In my experience, most of the people who laugh at the idea of reading Playboy rather than simply looking at it are possibly referring to the post-mid 70s era.
I bought the thing on subscription for many years and read every word - often with help from the dictionary (eat your heart out, Reader's Digest!) - and both the text and the photographs were class leaders.
So why did I quit? Because I used to leave the thing lying around the house, perfectly happy if my two kids picked it up, but then it apparently began to feel the competition from Penthouse and went down the slippery slope. At that point, when I felt I didn't want either my son or daughter to look at it any more, I gave it up; it had stopped attracting me, too. I feel that if you have a liking for pornography then that's probably inborn; as with an artistic ability, I don't think everybody has that drive. Thank God, both ways!
If anything, it strikes me that if Playboy did indeed lose sales to Penthouse for not being "explicit" enough, then the problem lay more in the head of the world's readership than in the editorial board at the old Playboy, which had never been pornographic. What it became after I gave it up, I have no idea.
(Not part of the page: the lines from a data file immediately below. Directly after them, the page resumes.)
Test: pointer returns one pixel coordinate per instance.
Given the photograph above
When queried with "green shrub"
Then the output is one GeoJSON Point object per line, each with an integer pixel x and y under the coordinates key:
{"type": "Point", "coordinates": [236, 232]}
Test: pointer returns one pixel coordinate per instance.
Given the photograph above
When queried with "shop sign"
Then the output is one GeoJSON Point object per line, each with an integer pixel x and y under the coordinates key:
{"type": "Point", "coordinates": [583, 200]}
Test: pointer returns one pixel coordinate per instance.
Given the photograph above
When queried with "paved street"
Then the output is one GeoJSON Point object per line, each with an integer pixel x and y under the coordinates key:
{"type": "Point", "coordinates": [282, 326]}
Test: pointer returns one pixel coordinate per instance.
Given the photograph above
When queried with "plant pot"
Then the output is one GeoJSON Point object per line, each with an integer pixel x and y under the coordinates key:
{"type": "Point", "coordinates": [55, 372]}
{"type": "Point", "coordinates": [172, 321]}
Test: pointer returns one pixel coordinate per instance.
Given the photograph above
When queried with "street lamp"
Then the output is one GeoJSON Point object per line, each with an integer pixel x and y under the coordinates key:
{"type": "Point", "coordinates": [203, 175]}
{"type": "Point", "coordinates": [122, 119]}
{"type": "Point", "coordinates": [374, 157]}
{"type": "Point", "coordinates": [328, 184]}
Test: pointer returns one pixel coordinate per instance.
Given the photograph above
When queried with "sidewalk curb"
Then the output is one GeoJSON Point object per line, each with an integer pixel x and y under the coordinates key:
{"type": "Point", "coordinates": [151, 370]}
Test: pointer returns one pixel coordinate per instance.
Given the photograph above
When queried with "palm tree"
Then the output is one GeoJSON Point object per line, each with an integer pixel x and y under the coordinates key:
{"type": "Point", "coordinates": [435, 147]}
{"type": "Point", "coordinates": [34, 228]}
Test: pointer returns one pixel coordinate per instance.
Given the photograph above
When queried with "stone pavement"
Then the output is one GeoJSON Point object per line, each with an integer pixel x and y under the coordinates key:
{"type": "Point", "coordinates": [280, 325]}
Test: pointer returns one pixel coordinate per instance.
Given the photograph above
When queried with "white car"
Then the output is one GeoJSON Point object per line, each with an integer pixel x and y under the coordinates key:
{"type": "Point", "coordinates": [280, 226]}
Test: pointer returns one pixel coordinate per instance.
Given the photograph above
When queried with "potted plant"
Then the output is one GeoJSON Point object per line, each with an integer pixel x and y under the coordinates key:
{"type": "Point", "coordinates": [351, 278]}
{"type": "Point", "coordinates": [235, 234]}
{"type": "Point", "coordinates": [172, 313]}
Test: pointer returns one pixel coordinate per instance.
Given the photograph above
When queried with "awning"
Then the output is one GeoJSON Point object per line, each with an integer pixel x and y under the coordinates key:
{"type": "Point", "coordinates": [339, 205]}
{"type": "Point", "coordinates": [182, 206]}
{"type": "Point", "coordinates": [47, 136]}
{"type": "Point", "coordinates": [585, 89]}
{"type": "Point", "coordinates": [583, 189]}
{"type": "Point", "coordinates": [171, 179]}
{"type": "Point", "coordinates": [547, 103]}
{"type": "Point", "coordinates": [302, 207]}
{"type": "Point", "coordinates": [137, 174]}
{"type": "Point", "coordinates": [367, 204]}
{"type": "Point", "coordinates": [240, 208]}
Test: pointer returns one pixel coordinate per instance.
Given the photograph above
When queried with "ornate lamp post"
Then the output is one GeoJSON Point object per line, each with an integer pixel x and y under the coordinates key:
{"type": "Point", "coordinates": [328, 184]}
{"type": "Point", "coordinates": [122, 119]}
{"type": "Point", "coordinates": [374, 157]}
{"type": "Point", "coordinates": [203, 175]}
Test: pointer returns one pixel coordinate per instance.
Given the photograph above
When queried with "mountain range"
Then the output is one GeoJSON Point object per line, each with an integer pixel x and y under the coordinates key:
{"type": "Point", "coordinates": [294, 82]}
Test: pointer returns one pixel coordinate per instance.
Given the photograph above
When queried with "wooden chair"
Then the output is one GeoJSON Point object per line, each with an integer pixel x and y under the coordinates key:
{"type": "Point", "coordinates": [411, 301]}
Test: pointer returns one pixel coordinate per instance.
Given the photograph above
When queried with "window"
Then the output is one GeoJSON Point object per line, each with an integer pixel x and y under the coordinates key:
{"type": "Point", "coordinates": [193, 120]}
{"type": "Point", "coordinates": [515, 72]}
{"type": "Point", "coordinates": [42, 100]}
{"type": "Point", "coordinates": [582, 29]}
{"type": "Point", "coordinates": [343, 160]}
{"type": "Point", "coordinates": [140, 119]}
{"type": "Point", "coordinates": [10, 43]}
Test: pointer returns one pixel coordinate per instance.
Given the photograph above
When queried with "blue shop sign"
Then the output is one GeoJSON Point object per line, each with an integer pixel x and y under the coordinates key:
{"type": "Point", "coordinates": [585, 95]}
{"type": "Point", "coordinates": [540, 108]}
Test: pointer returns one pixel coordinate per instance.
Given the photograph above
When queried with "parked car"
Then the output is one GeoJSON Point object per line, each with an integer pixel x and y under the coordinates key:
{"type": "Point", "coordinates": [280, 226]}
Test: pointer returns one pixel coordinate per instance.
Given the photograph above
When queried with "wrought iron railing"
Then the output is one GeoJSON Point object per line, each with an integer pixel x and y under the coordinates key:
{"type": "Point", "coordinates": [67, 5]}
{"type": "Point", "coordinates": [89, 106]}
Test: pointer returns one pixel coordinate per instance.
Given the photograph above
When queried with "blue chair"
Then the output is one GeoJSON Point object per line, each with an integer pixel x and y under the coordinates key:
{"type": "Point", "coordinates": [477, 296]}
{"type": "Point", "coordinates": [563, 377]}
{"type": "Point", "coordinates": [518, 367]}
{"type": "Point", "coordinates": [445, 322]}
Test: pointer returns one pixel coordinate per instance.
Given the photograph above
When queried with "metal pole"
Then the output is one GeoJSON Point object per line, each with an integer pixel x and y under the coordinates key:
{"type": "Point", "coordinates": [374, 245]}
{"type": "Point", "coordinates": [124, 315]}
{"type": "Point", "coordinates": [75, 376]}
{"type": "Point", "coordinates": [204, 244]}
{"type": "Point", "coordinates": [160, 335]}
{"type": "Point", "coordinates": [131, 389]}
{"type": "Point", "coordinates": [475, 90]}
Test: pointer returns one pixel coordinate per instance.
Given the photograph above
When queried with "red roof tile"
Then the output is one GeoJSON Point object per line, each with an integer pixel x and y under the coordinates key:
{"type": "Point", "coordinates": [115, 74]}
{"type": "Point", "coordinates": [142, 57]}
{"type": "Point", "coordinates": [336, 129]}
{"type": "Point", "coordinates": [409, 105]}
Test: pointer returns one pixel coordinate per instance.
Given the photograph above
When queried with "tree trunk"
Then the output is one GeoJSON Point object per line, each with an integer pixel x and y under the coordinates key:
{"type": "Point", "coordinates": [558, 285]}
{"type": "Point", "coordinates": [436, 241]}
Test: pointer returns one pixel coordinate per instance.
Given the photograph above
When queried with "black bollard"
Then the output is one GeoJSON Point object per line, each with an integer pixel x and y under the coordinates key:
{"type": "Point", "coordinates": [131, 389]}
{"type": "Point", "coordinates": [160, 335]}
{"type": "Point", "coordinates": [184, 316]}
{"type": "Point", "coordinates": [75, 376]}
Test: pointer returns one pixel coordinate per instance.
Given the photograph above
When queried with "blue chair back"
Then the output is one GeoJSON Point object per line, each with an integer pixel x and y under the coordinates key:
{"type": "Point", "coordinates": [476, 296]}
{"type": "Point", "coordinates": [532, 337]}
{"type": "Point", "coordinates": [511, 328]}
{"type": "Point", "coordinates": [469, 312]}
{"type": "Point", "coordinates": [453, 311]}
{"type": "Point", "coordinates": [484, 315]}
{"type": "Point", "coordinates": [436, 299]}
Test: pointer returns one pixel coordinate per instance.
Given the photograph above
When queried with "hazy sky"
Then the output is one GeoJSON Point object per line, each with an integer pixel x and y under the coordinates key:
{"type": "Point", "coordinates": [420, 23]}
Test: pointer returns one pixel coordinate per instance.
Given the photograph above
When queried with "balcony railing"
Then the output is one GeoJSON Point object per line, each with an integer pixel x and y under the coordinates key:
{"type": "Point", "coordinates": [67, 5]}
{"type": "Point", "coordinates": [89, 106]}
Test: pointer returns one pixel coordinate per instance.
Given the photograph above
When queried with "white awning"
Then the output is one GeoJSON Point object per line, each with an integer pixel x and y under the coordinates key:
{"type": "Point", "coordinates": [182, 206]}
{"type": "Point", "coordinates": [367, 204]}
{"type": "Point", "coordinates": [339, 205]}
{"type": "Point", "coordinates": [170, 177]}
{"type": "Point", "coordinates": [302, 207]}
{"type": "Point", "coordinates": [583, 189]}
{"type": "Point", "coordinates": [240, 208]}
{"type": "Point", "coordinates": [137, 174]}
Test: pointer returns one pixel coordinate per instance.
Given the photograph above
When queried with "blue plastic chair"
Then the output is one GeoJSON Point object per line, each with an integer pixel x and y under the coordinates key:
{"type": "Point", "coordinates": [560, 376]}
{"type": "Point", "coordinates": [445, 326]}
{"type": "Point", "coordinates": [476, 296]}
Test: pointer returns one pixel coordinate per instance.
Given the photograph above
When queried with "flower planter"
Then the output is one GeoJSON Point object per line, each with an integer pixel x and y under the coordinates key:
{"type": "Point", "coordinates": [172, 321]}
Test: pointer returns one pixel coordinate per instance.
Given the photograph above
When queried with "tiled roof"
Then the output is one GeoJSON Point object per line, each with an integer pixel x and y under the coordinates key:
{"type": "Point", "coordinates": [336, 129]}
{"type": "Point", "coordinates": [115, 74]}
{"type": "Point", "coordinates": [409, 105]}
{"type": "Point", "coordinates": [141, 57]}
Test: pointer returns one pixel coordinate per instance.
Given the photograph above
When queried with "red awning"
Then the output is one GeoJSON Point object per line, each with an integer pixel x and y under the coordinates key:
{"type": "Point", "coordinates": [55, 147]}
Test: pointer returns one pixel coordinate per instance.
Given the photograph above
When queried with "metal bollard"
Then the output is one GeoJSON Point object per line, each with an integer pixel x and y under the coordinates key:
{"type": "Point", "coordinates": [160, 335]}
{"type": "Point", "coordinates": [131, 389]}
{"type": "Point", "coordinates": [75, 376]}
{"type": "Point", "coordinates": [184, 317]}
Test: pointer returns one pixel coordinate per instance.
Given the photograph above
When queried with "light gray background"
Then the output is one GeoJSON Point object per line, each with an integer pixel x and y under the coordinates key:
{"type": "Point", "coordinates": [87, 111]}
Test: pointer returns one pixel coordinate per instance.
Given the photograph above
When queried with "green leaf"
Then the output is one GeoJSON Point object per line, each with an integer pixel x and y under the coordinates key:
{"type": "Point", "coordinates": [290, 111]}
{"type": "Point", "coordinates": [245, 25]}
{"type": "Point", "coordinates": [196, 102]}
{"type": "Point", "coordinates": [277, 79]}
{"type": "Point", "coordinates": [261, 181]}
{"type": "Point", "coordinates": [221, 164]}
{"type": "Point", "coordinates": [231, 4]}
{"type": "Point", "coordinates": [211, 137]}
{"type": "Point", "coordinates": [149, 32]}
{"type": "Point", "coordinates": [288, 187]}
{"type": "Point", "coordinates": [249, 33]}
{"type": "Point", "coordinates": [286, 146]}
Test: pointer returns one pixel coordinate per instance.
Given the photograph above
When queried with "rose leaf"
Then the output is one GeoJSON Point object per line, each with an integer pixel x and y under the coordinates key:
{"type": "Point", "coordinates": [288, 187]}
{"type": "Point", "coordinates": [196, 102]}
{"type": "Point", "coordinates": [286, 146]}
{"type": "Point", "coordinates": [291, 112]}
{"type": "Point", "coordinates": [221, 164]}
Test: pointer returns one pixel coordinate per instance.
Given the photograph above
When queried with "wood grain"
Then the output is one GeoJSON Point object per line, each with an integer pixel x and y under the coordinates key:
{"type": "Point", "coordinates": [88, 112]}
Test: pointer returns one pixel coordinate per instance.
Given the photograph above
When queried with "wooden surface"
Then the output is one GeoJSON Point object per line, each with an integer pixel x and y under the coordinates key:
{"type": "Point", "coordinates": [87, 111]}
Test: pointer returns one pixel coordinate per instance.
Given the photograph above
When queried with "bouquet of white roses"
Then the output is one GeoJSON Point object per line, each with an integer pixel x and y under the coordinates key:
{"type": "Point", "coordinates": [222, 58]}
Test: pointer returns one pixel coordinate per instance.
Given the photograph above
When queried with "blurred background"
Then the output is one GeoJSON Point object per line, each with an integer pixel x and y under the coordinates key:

France 24 tv ran a little spot on it during the Friday Debate slot just because of Hef; Christopher Dickie, both a regular Friday guest at France 24 tv and an editor at The Daily Beast, confided to having had two articles published at the happy rabbit, and that his father had been subject of an interview there, too. He was a little wary about joining in with the general condemnation and ugly-sister complaints from the righteous rest, the majority of whom I felt had a lot of opinion but precious little experience of the actual magazine. That's life in public, I suppose: all opinion and empty sound bite, just to appear clever and of a mind with the world at large. Jesus, I bet the show has a "like" button when viewed on the Internet rather than on the box!